If both are allowed to compete evenly, then both may succeed - perhaps at somebody else's expense - or both may fail. It's not a winner-take-all competition for their father's patrimony.

I'm trying to compare the aspects of merit vs. birthright, i.e. selection methods. So for this it is a winner take all. Don't conflate methods with outcomes. First just address the issue of whether merit (i.e. potential mobility) vs. birthright makes any difference assuming the actual outcome is only effected by who is selected, with the merit has no bearing on the quality of outcome afterwards. In order to do that consider that the merit metric is something totally worthless, like jumping through hoops, or balancing pencils on your nose. Something of no use other than to be selected.

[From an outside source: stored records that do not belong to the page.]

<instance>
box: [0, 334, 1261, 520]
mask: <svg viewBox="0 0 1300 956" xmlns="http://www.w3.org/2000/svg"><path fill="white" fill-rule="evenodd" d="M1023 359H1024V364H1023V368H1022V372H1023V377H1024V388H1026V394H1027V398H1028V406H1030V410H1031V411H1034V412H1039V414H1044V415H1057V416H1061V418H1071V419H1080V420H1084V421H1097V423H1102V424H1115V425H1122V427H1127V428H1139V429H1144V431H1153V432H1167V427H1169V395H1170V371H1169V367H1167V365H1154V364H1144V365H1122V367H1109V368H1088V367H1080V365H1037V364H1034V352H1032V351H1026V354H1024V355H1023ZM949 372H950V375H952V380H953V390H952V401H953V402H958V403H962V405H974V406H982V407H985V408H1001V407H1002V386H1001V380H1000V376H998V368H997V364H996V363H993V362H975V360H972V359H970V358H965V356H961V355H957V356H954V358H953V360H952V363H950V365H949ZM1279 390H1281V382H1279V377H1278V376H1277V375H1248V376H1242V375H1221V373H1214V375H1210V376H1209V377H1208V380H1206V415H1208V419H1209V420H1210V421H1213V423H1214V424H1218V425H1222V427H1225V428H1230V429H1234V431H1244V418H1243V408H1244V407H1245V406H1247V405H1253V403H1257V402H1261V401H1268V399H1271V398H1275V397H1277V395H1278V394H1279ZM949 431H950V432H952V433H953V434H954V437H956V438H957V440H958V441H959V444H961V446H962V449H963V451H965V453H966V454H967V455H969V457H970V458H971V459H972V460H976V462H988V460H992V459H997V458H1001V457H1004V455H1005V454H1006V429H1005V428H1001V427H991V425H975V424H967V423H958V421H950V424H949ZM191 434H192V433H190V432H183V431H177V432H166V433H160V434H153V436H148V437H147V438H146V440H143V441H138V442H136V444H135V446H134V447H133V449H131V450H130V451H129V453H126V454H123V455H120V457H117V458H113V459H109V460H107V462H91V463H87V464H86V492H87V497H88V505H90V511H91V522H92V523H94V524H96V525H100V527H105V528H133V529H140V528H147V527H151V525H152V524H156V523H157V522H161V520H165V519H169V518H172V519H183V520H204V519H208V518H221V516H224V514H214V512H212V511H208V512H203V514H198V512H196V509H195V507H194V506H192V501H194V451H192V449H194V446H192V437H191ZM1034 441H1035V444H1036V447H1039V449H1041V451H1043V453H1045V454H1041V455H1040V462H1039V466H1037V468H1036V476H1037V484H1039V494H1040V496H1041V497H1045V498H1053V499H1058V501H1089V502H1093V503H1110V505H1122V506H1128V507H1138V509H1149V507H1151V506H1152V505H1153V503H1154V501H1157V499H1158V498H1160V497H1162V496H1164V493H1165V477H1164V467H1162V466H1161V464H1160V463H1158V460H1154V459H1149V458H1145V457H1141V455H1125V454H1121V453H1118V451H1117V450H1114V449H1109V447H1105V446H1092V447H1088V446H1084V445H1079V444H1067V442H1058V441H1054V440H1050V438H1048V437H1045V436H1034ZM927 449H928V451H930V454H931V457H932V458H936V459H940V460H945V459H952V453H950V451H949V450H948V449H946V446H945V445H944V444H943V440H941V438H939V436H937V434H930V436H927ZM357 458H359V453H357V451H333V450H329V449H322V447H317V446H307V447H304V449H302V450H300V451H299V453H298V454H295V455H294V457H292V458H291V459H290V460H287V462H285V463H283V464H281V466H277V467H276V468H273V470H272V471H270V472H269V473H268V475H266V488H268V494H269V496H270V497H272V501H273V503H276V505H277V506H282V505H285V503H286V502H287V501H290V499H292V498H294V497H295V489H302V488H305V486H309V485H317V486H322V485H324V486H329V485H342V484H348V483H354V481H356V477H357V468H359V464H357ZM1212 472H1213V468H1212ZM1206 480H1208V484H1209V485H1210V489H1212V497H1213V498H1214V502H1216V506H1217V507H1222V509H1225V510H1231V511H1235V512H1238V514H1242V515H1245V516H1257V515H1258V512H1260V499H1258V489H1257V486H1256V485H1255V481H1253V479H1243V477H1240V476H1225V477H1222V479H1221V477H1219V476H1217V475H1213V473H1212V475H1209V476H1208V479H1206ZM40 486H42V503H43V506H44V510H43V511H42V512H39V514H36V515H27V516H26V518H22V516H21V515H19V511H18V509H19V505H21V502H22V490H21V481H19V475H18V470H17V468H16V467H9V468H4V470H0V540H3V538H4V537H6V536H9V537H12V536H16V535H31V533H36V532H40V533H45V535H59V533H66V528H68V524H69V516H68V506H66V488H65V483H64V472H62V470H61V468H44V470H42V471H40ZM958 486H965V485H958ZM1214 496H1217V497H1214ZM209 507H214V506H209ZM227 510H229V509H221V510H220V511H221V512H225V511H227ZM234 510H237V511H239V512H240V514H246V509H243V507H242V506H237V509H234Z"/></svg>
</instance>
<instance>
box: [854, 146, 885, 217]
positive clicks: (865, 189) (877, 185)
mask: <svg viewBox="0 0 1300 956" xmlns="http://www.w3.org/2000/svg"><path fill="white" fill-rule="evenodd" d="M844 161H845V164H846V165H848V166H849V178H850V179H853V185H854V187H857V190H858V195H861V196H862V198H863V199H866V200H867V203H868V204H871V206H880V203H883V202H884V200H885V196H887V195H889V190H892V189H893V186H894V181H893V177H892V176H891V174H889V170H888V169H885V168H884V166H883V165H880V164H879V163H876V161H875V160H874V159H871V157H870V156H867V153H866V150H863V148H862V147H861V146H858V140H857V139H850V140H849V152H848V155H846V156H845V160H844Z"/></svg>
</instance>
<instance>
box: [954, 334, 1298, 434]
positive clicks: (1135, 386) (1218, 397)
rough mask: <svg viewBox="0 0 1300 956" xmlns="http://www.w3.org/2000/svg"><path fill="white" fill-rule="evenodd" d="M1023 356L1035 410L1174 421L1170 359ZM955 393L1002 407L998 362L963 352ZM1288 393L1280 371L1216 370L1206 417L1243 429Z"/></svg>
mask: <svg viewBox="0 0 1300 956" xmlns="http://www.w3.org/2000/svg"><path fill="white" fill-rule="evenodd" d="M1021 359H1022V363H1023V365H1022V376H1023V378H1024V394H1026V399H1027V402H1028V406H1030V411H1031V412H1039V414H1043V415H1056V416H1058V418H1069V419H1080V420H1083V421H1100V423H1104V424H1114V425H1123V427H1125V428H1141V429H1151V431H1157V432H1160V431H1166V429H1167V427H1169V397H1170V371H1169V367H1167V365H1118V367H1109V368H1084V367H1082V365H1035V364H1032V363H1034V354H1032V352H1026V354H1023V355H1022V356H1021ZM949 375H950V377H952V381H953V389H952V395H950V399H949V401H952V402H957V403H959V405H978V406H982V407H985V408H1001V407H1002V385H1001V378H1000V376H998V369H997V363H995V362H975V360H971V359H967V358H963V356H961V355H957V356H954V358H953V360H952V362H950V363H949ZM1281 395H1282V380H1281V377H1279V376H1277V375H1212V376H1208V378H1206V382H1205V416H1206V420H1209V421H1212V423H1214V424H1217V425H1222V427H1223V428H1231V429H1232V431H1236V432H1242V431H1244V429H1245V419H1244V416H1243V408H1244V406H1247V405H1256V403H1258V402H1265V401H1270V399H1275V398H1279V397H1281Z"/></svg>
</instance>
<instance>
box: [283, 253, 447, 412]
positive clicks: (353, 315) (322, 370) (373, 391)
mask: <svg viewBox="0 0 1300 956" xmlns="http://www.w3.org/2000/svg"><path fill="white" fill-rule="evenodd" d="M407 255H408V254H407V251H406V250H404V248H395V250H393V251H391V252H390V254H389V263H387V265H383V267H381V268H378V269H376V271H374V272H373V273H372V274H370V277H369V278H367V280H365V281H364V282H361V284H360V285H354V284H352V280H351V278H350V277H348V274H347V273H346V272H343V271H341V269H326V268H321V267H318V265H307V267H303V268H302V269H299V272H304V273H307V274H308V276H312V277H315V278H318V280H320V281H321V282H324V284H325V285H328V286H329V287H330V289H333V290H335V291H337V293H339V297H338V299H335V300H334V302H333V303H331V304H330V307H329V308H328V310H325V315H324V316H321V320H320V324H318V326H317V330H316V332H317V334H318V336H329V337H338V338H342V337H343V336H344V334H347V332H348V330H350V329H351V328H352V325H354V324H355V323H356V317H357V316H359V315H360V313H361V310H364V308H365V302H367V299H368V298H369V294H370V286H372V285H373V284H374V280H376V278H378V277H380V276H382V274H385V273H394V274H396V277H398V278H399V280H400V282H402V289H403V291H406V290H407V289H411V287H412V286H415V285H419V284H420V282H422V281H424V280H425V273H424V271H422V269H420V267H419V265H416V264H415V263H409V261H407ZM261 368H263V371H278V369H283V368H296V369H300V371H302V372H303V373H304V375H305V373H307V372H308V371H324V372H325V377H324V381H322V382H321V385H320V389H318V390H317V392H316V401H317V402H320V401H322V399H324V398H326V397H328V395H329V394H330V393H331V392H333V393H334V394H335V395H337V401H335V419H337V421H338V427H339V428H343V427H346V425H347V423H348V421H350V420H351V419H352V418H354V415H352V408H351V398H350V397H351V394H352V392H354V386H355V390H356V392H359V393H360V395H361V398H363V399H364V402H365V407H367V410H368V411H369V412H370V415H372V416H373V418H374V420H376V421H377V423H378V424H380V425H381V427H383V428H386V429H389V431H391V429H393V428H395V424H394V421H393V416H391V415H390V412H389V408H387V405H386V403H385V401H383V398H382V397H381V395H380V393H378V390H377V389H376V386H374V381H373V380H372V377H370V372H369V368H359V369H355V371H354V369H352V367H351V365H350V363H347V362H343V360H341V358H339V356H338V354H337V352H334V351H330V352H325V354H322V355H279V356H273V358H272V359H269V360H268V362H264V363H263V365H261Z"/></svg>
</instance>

Does it make any difference if the one selected is selected simply by being the 1'st born vs being the best at a worthless metric?

The other issue is the functional relationship between merit and reward. IMO, the ideal is a linear relationship, and I think many people assume this is what the American system produces. At the lower end, it might approach this. But for the overall system, it is very non-linear. This is what produces the highly skewed wealth distribution we see. Winner takes all, as in the 2'nd son issue, is never going to exist in America. But the nonlinear curve might approach it pretty well in a statistical sense. So saying the USA is a long ways from winner takes all is not the point. The question is what does a very nonlinear merit/reward curve do to the long term social and economic status of a country? That is the sort of question, framed the way it should be framed, for reasonable discussion. I didn't see anything like that in that interview.